“I’m surprised you’re saying that,” she said. “I would have assumed you’d want to go home.”
“Well,” I said.
“I assumed you brought the phone to make sure that would happen.”
“Um,” I said.
“I’m not going to let it,” she said. “It’s not fair.”
“No,” I agreed.
“It’s not fair to me,” she clarified.
I said, “Okay, yeah.”
It was a quiet week. A dirge of a week. “Dirge” is a word I learned in music last year. It means slow and depressing and is surprisingly useful to describe life in 1890 when you have been caught sneaking in a cell phone and accused of killing more than twenty other people’s historical reenactment buzz.
It was getting toward the end of July, but without seeing the date stamp on my texts I lost track of the days. The corn was growing fatter, the tomatoes were ripening on the vine. I wished I’d been able to at least text Kristin and Ashley one last time to let them know I’d been caught. I wondered if they were worrying about what had happened to me.
Thinking this might be our last week here, I started to notice stuff about the place that I hadn’t before. Like the fresh and sharp smell when you rip the greens off a carrot or spread hay that had been baking all day in the loft into Jezebel’s stall.
Gavin caught more fish, and though Erik Puchinski and his family didn’t come over to eat it with us again, the fish tasted no less delicious. Sitting across the fire from my brother, I thought about how, if we hadn’t come here, I would never know what a fishing stud he could be.

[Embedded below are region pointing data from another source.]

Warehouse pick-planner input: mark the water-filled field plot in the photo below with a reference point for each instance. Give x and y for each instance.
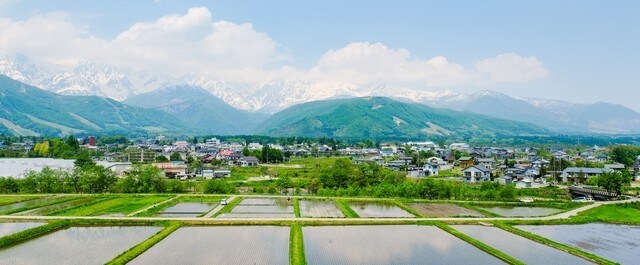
(221, 245)
(619, 243)
(77, 245)
(11, 228)
(523, 249)
(379, 210)
(262, 208)
(444, 210)
(388, 244)
(319, 209)
(521, 211)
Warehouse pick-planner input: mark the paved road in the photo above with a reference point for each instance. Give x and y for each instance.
(564, 215)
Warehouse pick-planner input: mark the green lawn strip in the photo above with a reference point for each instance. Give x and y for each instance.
(408, 209)
(482, 246)
(296, 207)
(346, 210)
(563, 247)
(135, 251)
(28, 234)
(76, 210)
(122, 204)
(4, 200)
(227, 208)
(60, 199)
(296, 246)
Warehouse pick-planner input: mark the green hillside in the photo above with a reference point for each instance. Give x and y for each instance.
(383, 118)
(27, 110)
(199, 109)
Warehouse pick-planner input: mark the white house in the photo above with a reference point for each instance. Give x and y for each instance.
(476, 173)
(430, 169)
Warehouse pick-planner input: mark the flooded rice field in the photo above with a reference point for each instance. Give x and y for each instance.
(187, 209)
(262, 208)
(319, 209)
(523, 249)
(444, 210)
(77, 245)
(377, 209)
(390, 244)
(12, 228)
(619, 243)
(221, 245)
(521, 211)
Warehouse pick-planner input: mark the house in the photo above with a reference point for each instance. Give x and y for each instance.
(476, 173)
(486, 162)
(573, 172)
(248, 161)
(430, 169)
(615, 166)
(465, 161)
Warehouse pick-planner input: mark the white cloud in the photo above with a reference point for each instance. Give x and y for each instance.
(194, 42)
(511, 67)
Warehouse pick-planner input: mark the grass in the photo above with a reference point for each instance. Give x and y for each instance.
(4, 200)
(565, 248)
(227, 208)
(346, 210)
(408, 209)
(296, 246)
(476, 243)
(60, 199)
(201, 199)
(119, 205)
(28, 234)
(296, 207)
(135, 251)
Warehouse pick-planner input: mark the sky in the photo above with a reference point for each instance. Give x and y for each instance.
(574, 50)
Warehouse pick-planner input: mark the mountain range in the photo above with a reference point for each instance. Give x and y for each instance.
(254, 103)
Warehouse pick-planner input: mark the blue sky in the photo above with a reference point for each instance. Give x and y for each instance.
(579, 51)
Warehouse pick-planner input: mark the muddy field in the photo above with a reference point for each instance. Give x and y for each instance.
(443, 210)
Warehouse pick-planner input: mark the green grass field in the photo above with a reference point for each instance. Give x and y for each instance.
(119, 205)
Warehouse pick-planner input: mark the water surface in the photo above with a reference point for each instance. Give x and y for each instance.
(619, 243)
(388, 244)
(77, 245)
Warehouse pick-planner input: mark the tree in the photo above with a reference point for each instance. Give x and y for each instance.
(613, 181)
(175, 157)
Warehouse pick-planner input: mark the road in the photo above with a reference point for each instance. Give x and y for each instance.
(563, 215)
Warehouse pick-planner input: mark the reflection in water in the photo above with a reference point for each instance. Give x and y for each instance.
(375, 209)
(221, 245)
(77, 245)
(318, 208)
(523, 249)
(522, 211)
(614, 242)
(389, 244)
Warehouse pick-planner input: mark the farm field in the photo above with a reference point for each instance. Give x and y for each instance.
(261, 208)
(319, 209)
(523, 249)
(444, 210)
(10, 228)
(77, 245)
(521, 211)
(618, 243)
(121, 205)
(221, 245)
(378, 209)
(392, 244)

I noticed stuff about my family too. One day, it rained, and we spent most of the day inside, drinking tea and watching our stockings steam on the chair backs where we’d hung them to dry. Dad somehow started telling stories about Grandma and even Grandpa, who died before Gavin and I were born. In the afternoon, we all ended up taking naps.

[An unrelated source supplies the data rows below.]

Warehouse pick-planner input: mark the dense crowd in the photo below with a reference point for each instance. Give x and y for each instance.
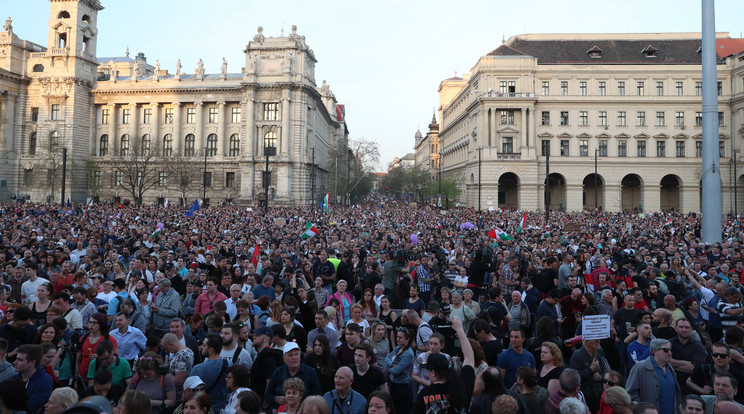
(383, 307)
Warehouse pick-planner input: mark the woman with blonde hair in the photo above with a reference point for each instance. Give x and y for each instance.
(551, 358)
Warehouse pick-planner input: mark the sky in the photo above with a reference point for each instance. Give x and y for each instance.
(384, 59)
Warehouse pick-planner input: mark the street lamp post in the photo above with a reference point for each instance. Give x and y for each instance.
(269, 151)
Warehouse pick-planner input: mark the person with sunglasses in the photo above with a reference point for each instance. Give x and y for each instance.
(653, 380)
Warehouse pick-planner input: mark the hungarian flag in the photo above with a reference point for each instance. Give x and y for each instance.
(522, 223)
(158, 230)
(256, 254)
(310, 231)
(497, 233)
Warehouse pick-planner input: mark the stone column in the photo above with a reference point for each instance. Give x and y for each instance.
(221, 116)
(177, 138)
(201, 140)
(284, 145)
(247, 146)
(651, 197)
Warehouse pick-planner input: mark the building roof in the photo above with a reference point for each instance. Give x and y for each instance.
(614, 51)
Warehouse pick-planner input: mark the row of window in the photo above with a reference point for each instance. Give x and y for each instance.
(622, 118)
(622, 148)
(189, 147)
(640, 88)
(271, 113)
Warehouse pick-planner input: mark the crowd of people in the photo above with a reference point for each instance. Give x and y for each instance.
(382, 307)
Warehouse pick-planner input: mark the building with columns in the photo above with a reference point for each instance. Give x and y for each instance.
(612, 120)
(126, 122)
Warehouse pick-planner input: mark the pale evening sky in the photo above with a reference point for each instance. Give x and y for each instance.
(384, 59)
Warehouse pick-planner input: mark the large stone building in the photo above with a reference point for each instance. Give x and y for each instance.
(133, 130)
(627, 105)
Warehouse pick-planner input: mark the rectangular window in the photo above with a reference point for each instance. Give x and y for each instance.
(545, 118)
(660, 119)
(545, 147)
(602, 148)
(212, 115)
(229, 179)
(622, 148)
(660, 149)
(271, 111)
(507, 145)
(190, 115)
(507, 117)
(28, 177)
(641, 149)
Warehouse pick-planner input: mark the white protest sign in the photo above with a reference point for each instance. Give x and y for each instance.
(595, 327)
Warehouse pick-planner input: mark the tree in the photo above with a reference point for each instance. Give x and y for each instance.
(134, 166)
(182, 171)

I woke up first and lay for a while next to Gavin, listening to the sounds of him and my mom and dad breathing in their sleep. Here we were, I thought, the four of us. At home we never spent this kind of time together. It wasn’t exactly pleasant, but it made me notice.
During that week, I think it was Tuesday morning, I was out in the field checking the corn—the silks were starting to brown—when I heard my name. It was Ka calling, from the edge of the woods.
“I snuck over here as soon as I could,” she said, still breathless when I met up with her at the edge of the field. “I got stuck yesterday—my whole family had to help the Puchinskis raise the walls for the mill they’re building next to the Drivers’ dam. It’s going to have a water wheel to turn the grindstone. Hey—are you okay?”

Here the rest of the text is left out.